Livorno 21 maggio 2026 Flottiglia, parla Belkis Paganelli: “Claudio e Federico tornano in Italia: sono stati picchiati durante la detenzione”
“Li hanno picchiati, ma stanno tornando a casa”. Con queste parole cariche di emozione e sollievo, Belkis Paganelli ha raccontato le prime notizie ricevute dal marito Claudio e dal figlio Federico, i due livornesi fermati dalle autorità israeliane mentre si trovavano a bordo della Flottiglia impegnata in una missione umanitaria in acque internazionali.
La donna ha parlato durante la manifestazione organizzata davanti al Comune di Livorno, poche ore dopo la conferma del rientro in Italia dei due attivisti. “Li ho sentiti cinque minuti fa, è la prima volta dopo praticamente due giorni e mezzo – ha spiegato –. Da quando li hanno arrestati non avevamo più avuto contatti e l’angoscia era enorme”.
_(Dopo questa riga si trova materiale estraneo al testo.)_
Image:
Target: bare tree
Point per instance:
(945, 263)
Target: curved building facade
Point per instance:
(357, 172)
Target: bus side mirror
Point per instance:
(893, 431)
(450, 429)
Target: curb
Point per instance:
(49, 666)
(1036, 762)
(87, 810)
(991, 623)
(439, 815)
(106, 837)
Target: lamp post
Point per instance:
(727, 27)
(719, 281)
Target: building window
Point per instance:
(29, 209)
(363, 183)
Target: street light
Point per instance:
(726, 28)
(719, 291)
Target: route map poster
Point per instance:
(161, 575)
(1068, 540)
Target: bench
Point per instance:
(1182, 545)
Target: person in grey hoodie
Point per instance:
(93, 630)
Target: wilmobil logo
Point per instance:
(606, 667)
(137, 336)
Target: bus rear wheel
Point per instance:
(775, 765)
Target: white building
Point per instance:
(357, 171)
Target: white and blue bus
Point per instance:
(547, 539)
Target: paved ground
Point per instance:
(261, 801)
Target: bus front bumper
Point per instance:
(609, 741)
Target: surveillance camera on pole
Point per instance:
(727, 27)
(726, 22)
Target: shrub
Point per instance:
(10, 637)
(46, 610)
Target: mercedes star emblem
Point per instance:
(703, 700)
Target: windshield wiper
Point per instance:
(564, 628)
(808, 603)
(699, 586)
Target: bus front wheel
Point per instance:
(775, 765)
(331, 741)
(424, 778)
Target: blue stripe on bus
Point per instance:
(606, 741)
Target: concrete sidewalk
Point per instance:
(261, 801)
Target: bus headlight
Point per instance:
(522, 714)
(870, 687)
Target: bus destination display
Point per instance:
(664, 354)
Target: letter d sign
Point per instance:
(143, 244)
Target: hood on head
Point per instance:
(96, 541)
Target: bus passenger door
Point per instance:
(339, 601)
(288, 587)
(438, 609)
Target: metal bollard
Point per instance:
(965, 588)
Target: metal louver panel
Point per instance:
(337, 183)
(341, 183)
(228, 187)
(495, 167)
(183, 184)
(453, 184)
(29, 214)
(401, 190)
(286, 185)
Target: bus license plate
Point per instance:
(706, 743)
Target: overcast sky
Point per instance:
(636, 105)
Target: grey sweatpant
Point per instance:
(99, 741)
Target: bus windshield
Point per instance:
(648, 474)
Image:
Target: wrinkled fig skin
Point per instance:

Secondo quanto riferito da Belkis Paganelli, Claudio e Federico sarebbero stati vittime di violenze durante la detenzione. “Mi hanno detto che li hanno picchiati – ha raccontato –. E possiamo dire che è andata bene, perché altre persone hanno riportato fratture, lesioni importanti e pesanti conseguenze psicologiche. Purtroppo ci sono stati anche abusi sessuali”.
Parole dure, pronunciate con commozione ma anche con la volontà di riportare l’attenzione su quanto accaduto agli attivisti della spedizione. La donna ha poi spiegato che i due livornesi si trovano attualmente a Istanbul, dopo essere stati trasferiti fuori da Israele grazie all’intervento del governo turco.
“Il volo da Israele a Istanbul è stato pagato dalla Turchia – ha spiegato – mentre quello per Roma è stato sostenuto dalla Global Sumud Flotilla, non dallo Stato italiano”. L’arrivo nella capitale sarebbe previsto intorno alle 23.30.
A Livorno resta ora l’attesa per il ritorno a casa di Claudio e Federico Paganelli, accolti in queste ore dall’affetto di amici, familiari e di una parte della città che ha seguito con apprensione tutta la vicenda.